JTP - Teheran/Washington, 4 April 2026 – Konflik antara Amerika Serikat dan Iran kembali memanas setelah dua jet tempur milik AS dilaporkan ditembak jatuh oleh sistem pertahanan udara Iran dalam insiden yang terjadi di kawasan Timur Tengah.

Jet pertama, jenis F-15E Strike Eagle, dilaporkan hancur setelah terkena tembakan sistem pertahanan Iran yang dioperasikan Korps Garda Revolusi Islam (IRGC) saat memasuki wilayah udara sensitif. Sementara itu, jet kedua, A-10 Warthog, juga terkena serangan dan jatuh di wilayah Kuwait.

Dua pilot dilaporkan berhasil menyelamatkan diri menggunakan kursi lontar (eject), sementara satu pilot lainnya masih dalam pencarian dan diduga berada di wilayah yang kini dikuasai pasukan Iran. Upaya evakuasi sempat dilakukan, namun menghadapi gangguan tembakan dari darat.

Insiden ini menjadi salah satu eskalasi paling serius dalam konflik terbaru kedua negara, sekaligus menambah daftar kerugian militer Amerika Serikat di kawasan tersebut.

Presiden Amerika Serikat, Donald Trump, langsung merespons insiden tersebut dengan menyebut situasi yang terjadi sebagai bagian dari perang terbuka.

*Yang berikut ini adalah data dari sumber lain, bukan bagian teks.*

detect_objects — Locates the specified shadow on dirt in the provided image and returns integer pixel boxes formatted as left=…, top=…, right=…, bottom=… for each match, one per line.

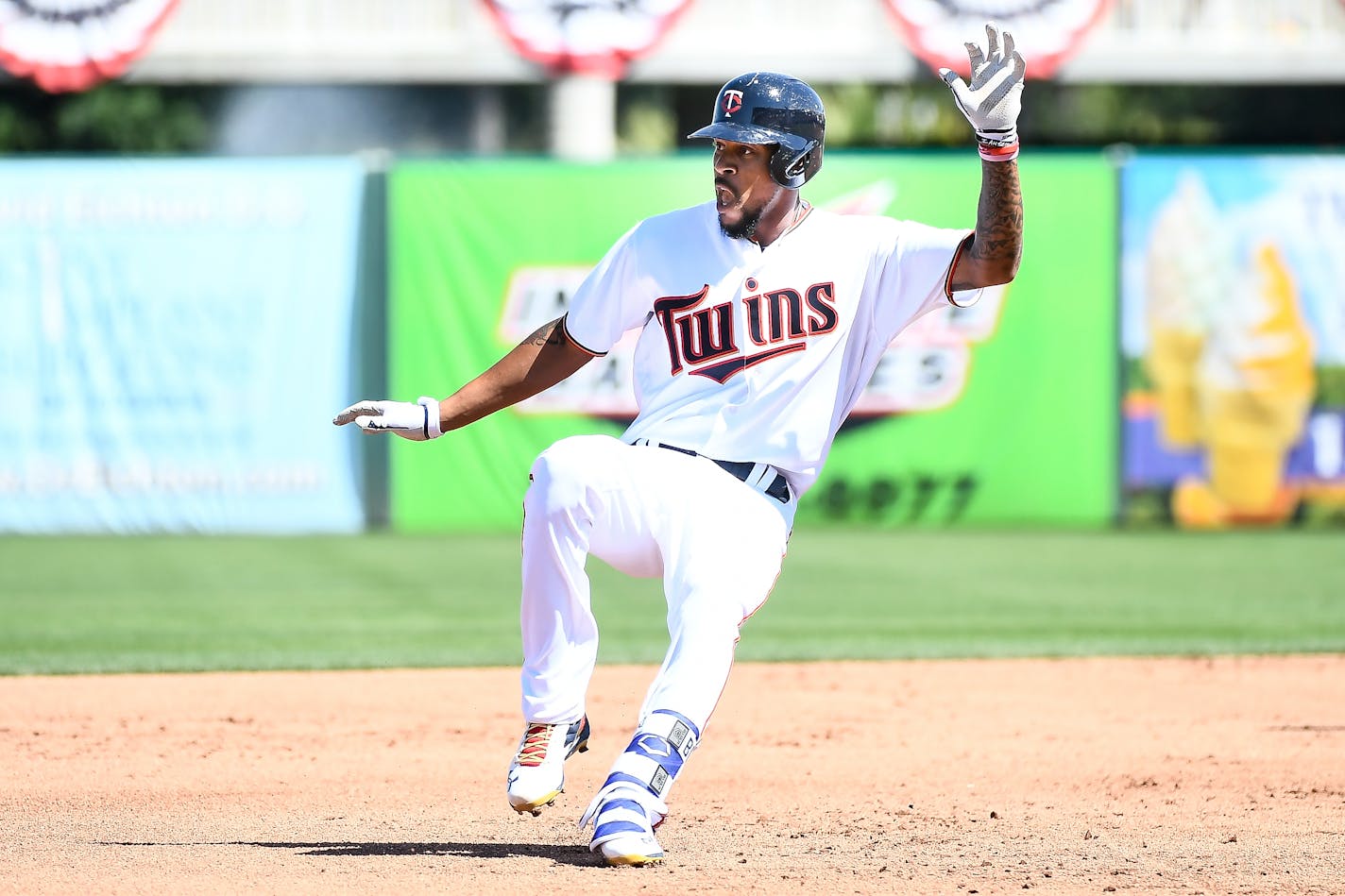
left=98, top=841, right=599, bottom=865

“Ini adalah perang. Kita sedang berperang,” tegasnya.

Namun pernyataan Trump kembali menjadi sorotan setelah ia justru menyinggung soal minyak dunia dalam komentarnya. Melalui pernyataan lanjutan, ia mengangkat isu penguasaan jalur distribusi energi global, khususnya di kawasan Teluk.

Pernyataan tersebut memicu beragam reaksi, karena dinilai kurang sensitif di tengah meningkatnya ketegangan militer yang berisiko meluas.

Ketegangan ini turut menyeret perhatian global ke Selat Hormuz, jalur vital yang menjadi lintasan sekitar 20 persen distribusi minyak dunia.

Setiap gangguan di kawasan ini berpotensi langsung mengguncang harga minyak global dan stabilitas ekonomi internasional. Sejumlah negara pun mulai meningkatkan kewaspadaan terhadap kemungkinan eskalasi lanjutan.

Hingga saat ini, baik Amerika Serikat maupun Iran belum menunjukkan tanda-tanda meredakan ketegangan. Iran dilaporkan memperkuat sistem pertahanan di berbagai titik strategis, sementara AS meningkatkan kesiagaan militernya di kawasan.

Pengamat menilai, insiden jatuhnya dua jet tempur ini bisa menjadi titik balik yang memperbesar konflik terbuka jika tidak segera dikendalikan melalui jalur diplomasi.